They suggest that altered brain activity patterns are what contribute to this phenotype: something that I wouldn't have guessed at first. I would have thought that there was something about their skeletal or muscular morphology that contributes to the ability or desire to do this (like, it just feels more comfortable to walk that way). But apparently these people have cerebellar hypoplasia.
If you look at the paper, there are some references to videos of these people.
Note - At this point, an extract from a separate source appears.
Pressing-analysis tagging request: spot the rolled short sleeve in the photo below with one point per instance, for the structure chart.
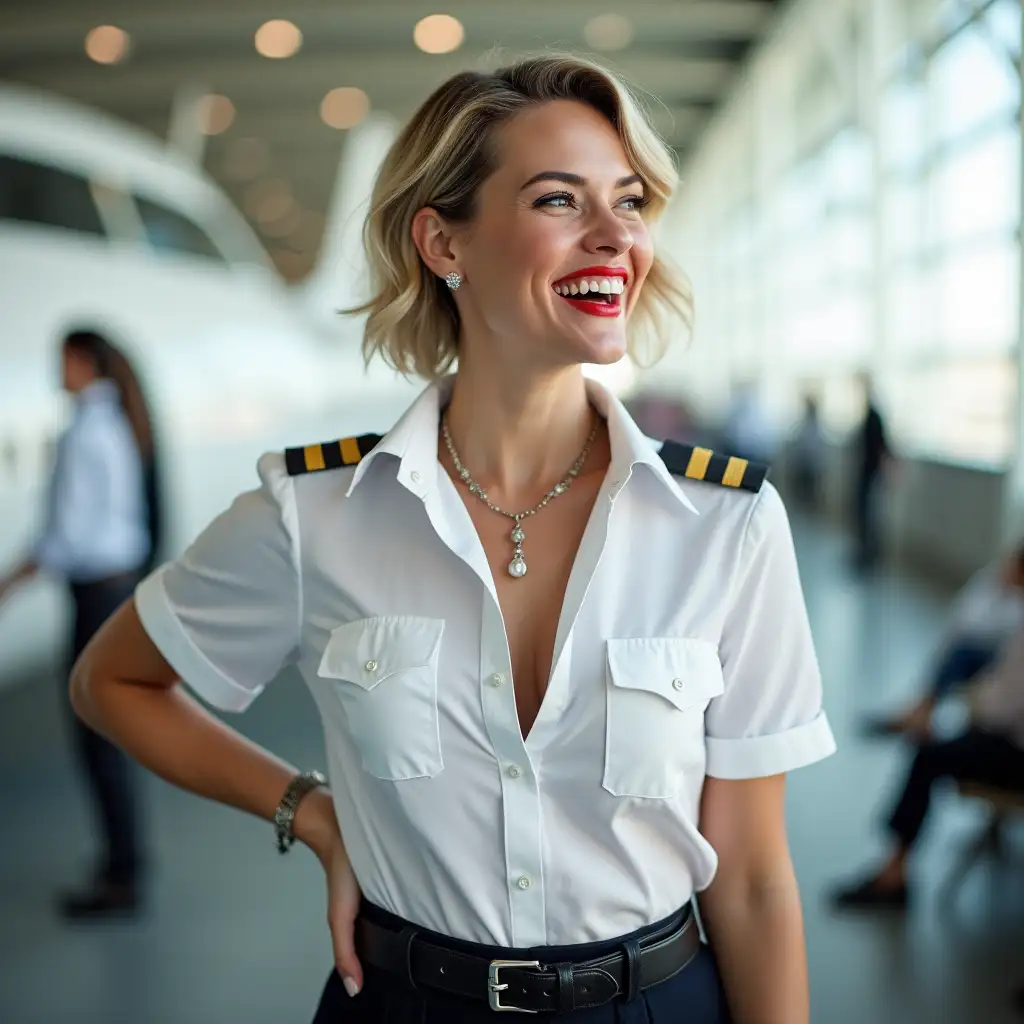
(226, 615)
(769, 718)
Surprisingly the genetic basis for this trait is heterogeneous. Not all of them have the same genetic association.
from the conclusion:
In conclusion, we suggest that VLDLR-deficiency in the brain at a key stage of development leads to abnormal formation of the neural structures that are critical for gait. Given the heterogeneity of causes of quadrupedal gait, identification of the genes in families B and C promises to offer insights into neurodevelopmental mechanisms mediating gait in humans.Mutations in the very low-density lipoprotein receptor VLDLR cause cerebellar hypoplasia and quadrupedal locomotion in humans
Tayfun Ozcelik, Nurten Akarsu, Elif Uz, Safak Caglayan, Suleyman Gulsuner, Onur Emre Onat, Meliha Tan, and Uner Tan
PNAS Published online on March 7, 2008
Abstract Quadrupedal gait in humans, also known as Unertan syndrome, is a rare phenotype associated with dysarthric speech, mental retardation, and varying degrees of cerebrocerebellar hypoplasia. Four large consanguineous kindreds from Turkey manifest this phenotype. In two families (A and D), shared homozygosity among affected relatives mapped the trait to a 1.3-Mb region of chromosome 9p24. This genomic region includes the VLDLR gene, which encodes the very low-density lipoprotein receptor, a component of the reelin signaling pathway involved in neuroblast migration in the cerebral cortex and cerebellum. Sequence analysis of VLDLR revealed nonsense mutation R257X in family A and single-nucleotide deletion c2339delT in family D. Both these mutations are predicted to lead to truncated proteins lacking transmembrane and signaling domains. In two other families (B and C), the phenotype is not linked to chromosome 9p. Our data indicate that mutations in VLDLR impair cerebrocerebellar function, conferring in these families a dramatic influence on gait, and that hereditary disorders associated with quadrupedal gait in humans are genetically heterogeneous.